Filed Date: 4/29/2002
Status: Precedential
Modified Date: 11/1/2024
—In an action to recover damages for breach of a commercial lease (action No. 1), and a related action, inter alia, for a judgment declaring the rights and obligations of the parties under that lease (action No. 2), Esther Benenson, Michael Benenson, and Sharon Benenson, the defendants in action No. 1 and the plaintiffs in action No. 2, appeal from (1) an order of the Supreme Court, Queens County (Polizzi, J.), dated April 4, 2000, which denied their motion for a Yellowstone injunction in action No. 2, and (2) an order of the Supreme Court, Nassau County (McCarty, J.), dated June 23, 2000, which denied their motion to dismiss the complaint in action No. 1.
Ordered that the appeal from the order dated April 4, 2000, is dismissed, without costs or disbursements, as that order was superseded by a judgment entered December 29, 2000; and it is further,
Ordered that the order dated June 23, 2000, is modified, on the law, by deleting the provision thereof denying the appellants’ motion to dismiss the complaint, and substituting therefor a provision granting that motion to the extent that the second and third causes of action are dismissed and otherwise
The appeal from the intermediate order in action No. 2 must be dismissed, because the right of direct appeal therefrom terminated with the entry of judgment in that action (see Matter of Aho, 39 NY2d 241).
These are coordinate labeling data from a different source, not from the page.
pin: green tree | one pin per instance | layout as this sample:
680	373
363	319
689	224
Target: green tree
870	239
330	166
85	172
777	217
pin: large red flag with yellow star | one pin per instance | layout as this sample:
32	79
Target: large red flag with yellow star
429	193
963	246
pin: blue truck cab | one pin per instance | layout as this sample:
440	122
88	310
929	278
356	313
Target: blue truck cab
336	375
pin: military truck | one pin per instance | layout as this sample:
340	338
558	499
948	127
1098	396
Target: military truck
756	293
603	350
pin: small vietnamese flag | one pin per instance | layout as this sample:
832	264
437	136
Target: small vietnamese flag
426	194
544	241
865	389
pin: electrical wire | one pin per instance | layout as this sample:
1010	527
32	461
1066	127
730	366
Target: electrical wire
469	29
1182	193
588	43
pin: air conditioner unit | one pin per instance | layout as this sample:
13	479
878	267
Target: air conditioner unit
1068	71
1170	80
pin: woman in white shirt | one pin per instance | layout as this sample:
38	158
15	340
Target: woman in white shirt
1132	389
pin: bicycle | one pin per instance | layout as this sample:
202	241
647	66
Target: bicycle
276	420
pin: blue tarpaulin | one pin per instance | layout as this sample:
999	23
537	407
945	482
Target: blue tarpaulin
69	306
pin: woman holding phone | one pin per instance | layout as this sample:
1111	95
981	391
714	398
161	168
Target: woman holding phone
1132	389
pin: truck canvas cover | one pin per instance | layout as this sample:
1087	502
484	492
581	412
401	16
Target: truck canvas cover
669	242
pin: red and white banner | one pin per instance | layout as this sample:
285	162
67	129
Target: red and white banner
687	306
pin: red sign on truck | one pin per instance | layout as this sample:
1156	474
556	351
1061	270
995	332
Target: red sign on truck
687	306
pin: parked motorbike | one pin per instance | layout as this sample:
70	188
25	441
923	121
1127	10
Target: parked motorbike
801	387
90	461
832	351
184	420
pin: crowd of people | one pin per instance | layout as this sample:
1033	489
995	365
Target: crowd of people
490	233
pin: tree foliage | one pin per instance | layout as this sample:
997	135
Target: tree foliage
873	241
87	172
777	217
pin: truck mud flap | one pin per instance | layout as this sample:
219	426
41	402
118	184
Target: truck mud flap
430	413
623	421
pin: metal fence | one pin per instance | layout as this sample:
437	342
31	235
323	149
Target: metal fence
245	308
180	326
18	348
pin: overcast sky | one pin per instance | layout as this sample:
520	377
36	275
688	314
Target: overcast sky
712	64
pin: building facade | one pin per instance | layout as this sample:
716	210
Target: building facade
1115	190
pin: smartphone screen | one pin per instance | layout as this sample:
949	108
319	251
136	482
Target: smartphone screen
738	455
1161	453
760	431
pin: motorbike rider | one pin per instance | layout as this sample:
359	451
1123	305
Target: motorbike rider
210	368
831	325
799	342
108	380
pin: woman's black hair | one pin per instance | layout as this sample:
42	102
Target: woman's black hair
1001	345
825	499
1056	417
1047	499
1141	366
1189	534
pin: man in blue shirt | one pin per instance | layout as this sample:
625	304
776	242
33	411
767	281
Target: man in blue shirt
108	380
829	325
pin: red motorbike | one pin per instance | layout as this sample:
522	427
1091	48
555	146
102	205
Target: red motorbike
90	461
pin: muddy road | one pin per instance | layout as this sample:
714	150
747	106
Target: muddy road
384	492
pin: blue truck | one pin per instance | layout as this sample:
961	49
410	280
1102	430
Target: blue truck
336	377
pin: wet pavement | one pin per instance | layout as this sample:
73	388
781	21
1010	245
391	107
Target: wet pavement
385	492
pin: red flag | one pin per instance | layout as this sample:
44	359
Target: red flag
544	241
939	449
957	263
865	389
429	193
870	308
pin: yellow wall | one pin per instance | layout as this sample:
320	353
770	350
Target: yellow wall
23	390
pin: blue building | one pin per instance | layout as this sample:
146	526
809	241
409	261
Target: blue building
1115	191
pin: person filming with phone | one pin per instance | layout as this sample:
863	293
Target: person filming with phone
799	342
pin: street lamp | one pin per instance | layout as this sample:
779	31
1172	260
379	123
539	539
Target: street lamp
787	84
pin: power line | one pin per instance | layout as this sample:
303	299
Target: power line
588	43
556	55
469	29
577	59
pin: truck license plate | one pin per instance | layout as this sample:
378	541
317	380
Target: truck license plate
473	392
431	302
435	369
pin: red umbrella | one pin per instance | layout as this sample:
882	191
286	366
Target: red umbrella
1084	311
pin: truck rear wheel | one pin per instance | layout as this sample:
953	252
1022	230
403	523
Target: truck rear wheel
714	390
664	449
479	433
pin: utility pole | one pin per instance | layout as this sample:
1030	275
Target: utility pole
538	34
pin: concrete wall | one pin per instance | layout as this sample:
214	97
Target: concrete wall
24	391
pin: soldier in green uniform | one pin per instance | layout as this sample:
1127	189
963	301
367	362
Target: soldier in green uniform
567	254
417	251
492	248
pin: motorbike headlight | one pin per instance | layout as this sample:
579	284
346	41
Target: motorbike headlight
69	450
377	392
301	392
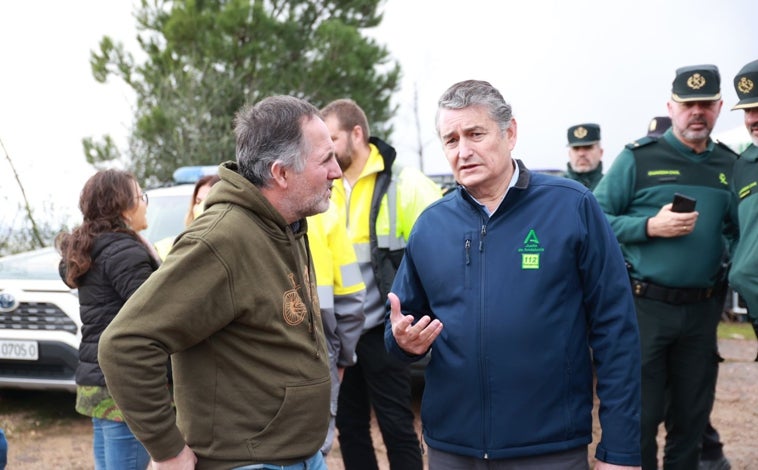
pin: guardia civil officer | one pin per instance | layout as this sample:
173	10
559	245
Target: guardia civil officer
585	152
744	273
675	260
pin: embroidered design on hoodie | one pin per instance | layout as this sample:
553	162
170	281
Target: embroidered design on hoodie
530	252
294	309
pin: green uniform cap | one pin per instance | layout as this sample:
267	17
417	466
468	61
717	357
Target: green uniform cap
696	83
745	85
583	134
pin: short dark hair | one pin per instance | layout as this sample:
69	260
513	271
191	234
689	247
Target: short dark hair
349	115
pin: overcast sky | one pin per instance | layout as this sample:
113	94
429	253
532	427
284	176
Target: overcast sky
558	62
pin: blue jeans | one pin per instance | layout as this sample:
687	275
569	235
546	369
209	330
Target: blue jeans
315	462
3	450
116	447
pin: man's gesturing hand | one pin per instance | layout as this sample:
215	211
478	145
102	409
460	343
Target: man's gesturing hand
413	339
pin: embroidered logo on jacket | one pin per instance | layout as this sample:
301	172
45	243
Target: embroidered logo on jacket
747	190
530	252
294	308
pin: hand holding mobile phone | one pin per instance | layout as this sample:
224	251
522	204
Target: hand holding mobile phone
682	203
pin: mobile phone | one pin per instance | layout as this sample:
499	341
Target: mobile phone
682	203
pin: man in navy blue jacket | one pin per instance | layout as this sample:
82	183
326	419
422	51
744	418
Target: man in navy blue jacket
531	286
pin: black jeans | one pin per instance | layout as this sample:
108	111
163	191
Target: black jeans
382	382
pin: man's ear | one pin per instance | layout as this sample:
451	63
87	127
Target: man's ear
280	175
357	134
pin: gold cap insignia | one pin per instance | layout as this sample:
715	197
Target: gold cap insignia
580	132
745	85
696	81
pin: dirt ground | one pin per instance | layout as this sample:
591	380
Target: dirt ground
57	437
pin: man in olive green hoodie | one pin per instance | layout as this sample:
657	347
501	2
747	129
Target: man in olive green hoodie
235	306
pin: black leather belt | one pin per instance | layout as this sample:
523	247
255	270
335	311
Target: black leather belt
670	295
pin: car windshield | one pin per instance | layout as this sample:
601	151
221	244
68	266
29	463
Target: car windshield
165	216
38	264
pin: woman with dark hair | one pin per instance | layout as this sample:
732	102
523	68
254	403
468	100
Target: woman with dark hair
107	260
197	206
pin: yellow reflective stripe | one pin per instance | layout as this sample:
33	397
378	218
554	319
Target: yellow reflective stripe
362	252
391	240
325	297
393	243
351	278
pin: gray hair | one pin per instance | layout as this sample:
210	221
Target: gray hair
476	93
271	131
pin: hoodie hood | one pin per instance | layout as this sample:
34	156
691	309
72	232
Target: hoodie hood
238	190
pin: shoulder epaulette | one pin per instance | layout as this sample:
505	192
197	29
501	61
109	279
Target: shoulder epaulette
728	148
647	140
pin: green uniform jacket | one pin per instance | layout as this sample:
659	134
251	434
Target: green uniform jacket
235	305
642	179
589	179
743	276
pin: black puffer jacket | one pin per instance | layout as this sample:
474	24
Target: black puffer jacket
120	265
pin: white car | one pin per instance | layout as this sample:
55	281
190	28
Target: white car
40	329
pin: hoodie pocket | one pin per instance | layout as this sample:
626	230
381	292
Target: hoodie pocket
299	427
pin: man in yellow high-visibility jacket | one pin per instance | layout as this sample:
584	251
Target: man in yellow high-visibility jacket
341	293
379	200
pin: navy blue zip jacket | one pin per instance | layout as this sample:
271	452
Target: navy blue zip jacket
523	295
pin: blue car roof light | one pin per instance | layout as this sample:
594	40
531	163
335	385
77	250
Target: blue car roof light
190	174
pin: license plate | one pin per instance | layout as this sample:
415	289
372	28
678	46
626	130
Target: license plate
19	350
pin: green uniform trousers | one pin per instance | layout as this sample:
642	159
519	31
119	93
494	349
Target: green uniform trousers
679	370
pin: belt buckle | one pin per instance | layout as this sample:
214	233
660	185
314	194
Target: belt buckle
638	288
676	296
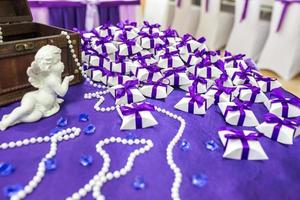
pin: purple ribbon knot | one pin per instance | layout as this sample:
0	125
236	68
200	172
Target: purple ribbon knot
239	135
126	89
271	118
136	109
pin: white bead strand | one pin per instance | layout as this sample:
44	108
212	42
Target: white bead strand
169	155
103	175
67	134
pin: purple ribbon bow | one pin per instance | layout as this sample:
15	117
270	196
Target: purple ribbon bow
136	109
286	5
120	92
241	107
175	71
195	98
284	101
270	118
235	59
155	85
239	135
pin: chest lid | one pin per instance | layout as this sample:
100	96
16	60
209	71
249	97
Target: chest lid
13	11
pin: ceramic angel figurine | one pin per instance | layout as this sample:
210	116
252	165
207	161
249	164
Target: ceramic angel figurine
45	75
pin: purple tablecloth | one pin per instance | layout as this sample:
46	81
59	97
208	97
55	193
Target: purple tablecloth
277	178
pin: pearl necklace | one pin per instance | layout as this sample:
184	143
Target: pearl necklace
103	176
1	35
67	134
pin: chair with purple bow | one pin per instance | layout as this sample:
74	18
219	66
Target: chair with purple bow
281	51
186	17
251	27
215	23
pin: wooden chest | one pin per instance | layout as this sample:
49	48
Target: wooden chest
22	38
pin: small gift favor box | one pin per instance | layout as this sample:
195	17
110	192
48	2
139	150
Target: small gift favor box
221	94
200	84
190	59
241	145
267	84
170	61
105	30
279	129
129	47
99	61
250	93
137	116
205	72
146	72
238	115
122	67
176	76
149	42
194	103
127	93
284	107
156	90
104	45
114	78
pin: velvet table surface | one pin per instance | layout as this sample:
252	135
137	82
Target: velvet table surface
276	178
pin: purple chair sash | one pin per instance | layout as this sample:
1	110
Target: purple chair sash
136	109
286	5
245	10
239	135
270	118
284	101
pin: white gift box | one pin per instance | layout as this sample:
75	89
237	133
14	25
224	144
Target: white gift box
150	43
113	79
234	148
278	109
99	61
200	87
137	96
190	59
268	84
244	93
205	72
156	91
122	67
237	80
129	122
145	73
193	107
104	30
172	61
130	34
219	95
233	117
191	46
279	131
103	47
124	49
176	78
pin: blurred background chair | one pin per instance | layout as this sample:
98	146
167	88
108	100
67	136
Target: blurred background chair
186	17
281	51
216	21
251	27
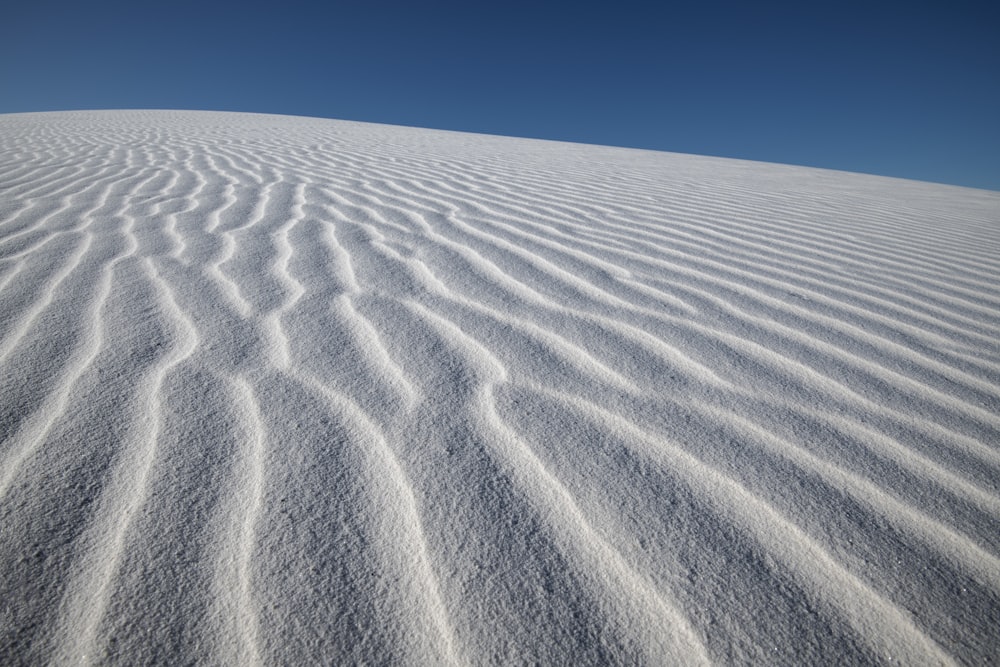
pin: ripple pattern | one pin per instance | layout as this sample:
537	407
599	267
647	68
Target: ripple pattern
279	390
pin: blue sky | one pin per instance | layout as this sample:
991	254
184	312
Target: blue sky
897	89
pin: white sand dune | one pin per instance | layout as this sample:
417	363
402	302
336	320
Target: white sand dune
294	391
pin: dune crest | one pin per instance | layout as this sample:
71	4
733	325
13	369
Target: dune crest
282	390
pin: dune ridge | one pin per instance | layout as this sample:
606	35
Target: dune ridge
282	390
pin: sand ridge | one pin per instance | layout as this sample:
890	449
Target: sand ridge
283	390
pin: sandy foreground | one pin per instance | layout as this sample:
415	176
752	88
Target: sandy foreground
280	390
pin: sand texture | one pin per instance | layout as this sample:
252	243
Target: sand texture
289	391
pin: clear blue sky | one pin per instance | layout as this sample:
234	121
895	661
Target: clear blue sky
905	90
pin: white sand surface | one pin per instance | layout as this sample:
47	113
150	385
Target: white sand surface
290	391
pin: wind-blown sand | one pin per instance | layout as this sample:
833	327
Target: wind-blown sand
294	391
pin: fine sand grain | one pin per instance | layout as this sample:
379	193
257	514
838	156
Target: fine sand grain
290	391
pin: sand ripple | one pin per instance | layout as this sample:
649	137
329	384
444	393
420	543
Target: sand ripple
281	390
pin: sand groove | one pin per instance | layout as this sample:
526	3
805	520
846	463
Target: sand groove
281	390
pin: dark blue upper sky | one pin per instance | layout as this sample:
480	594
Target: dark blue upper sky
906	90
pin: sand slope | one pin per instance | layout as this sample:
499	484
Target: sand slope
291	391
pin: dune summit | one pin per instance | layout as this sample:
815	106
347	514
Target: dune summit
283	390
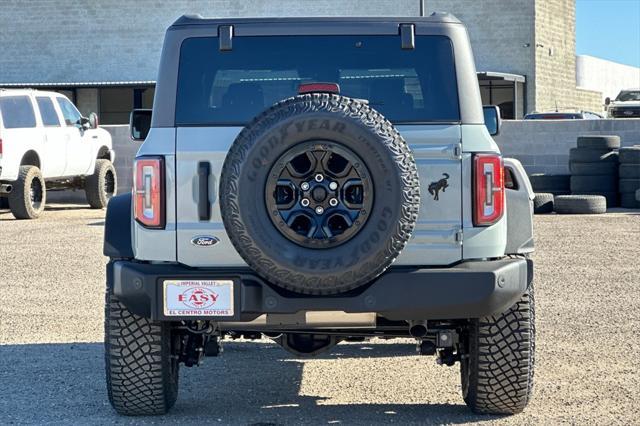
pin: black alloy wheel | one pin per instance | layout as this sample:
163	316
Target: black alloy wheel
319	194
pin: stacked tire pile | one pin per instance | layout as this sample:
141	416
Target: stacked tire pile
546	188
594	167
629	173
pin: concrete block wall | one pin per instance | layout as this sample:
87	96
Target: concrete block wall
543	146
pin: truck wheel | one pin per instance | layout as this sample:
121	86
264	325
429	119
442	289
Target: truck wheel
497	375
319	194
101	185
142	375
29	193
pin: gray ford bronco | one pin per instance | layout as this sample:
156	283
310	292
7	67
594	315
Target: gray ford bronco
313	181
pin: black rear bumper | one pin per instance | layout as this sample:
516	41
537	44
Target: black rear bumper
470	289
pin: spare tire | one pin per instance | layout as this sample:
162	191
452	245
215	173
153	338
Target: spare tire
319	194
580	204
599	142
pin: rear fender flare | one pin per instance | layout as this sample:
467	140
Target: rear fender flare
117	228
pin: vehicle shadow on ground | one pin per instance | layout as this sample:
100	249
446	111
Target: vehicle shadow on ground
252	383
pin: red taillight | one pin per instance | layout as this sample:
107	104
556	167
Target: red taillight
488	184
319	88
148	188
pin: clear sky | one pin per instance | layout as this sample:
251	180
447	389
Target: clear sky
609	29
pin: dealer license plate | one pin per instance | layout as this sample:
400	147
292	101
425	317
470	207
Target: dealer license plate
198	298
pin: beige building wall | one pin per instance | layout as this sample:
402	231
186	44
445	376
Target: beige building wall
555	59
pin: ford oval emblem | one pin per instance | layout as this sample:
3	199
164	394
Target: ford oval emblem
204	241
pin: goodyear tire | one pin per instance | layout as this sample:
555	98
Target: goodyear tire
580	204
629	171
142	375
581	155
299	255
29	194
497	375
102	185
594	183
630	155
599	142
543	203
593	169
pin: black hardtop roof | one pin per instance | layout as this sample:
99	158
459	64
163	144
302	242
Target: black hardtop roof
198	20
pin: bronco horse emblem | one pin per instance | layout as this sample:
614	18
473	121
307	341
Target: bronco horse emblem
435	187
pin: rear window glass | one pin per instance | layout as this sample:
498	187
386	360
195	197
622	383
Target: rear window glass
230	88
69	111
17	112
47	111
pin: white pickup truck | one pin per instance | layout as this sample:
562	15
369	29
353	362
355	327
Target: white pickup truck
46	144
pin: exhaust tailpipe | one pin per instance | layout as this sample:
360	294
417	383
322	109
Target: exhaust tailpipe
5	188
418	329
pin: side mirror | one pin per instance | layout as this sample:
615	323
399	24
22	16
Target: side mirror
93	120
140	124
492	119
84	123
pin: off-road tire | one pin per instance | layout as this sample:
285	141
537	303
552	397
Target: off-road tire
497	375
20	197
630	155
629	171
582	155
594	183
580	204
599	142
593	169
96	185
389	223
543	203
142	376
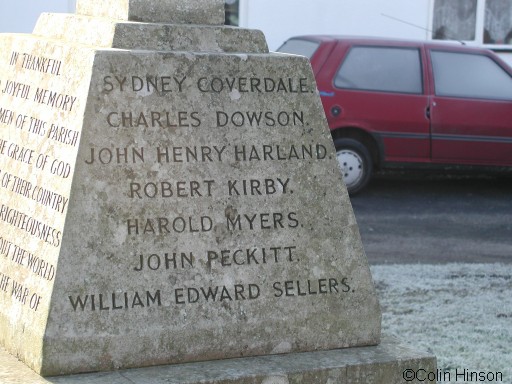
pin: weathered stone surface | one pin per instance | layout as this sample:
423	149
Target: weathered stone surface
156	11
108	33
381	364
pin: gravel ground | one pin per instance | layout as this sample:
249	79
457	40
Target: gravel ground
461	313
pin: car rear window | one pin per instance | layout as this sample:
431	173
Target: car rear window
300	47
385	69
470	75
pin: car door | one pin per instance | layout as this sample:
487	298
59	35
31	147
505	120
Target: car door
471	112
379	88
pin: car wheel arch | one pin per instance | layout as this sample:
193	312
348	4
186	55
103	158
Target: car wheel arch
372	142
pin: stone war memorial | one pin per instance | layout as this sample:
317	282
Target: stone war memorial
172	209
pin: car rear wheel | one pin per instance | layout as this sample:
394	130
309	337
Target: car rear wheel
355	163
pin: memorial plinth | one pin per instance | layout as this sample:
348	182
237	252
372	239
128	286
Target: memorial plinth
169	194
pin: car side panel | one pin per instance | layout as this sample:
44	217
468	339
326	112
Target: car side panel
399	120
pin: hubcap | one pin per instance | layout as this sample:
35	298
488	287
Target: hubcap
351	166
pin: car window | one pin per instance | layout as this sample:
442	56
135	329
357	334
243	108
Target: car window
386	69
300	47
470	76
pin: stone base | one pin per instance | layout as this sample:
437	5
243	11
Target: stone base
386	363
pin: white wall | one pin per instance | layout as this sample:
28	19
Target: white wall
281	19
21	15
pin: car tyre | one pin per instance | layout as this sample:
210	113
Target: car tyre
355	163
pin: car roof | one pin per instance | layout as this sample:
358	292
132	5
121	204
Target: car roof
370	40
The issues raised on the appeal from that order are brought up for review and have been considered on the appellants’ separate appeal from that judgment (see CPLR 5501 [a]; Benenson v SKEK Assoc., 293 AD2d 694 [decided herewith]).
In the second and third causes of action in action No. 1, which SKEK Associates (hereinafter SKEK) commenced in Nassau County, the respondent, which essentially alleges that it is entitled to more rent than that for which the Department of Health would reimburse the appellants, effectively seeks to relitigate “an issue clearly raised” in a prior Civil Court proceeding “and decided against [it]” (Pinnacle Consultants v Leucadia Natl. Corp., 94 NY2d 426). Since SKEK “had a full and fair opportunity to litigate [this] issue” in that proceeding, the doctrine of collateral estoppel operates to prevent it from raising the issue once again in the instant action (Parker v Blauvelt Volunteer Fire Co., 93 NY2d 343, 347). Thus, the Supreme Court should have dismissed the second and third causes of action in action No. 1 (see CPLR 3211 [a] [5]).
The parties’ remaining contentions are without merit. Feüerstein, J.P., O’Brien, Luciano and Townes, JJ., concur.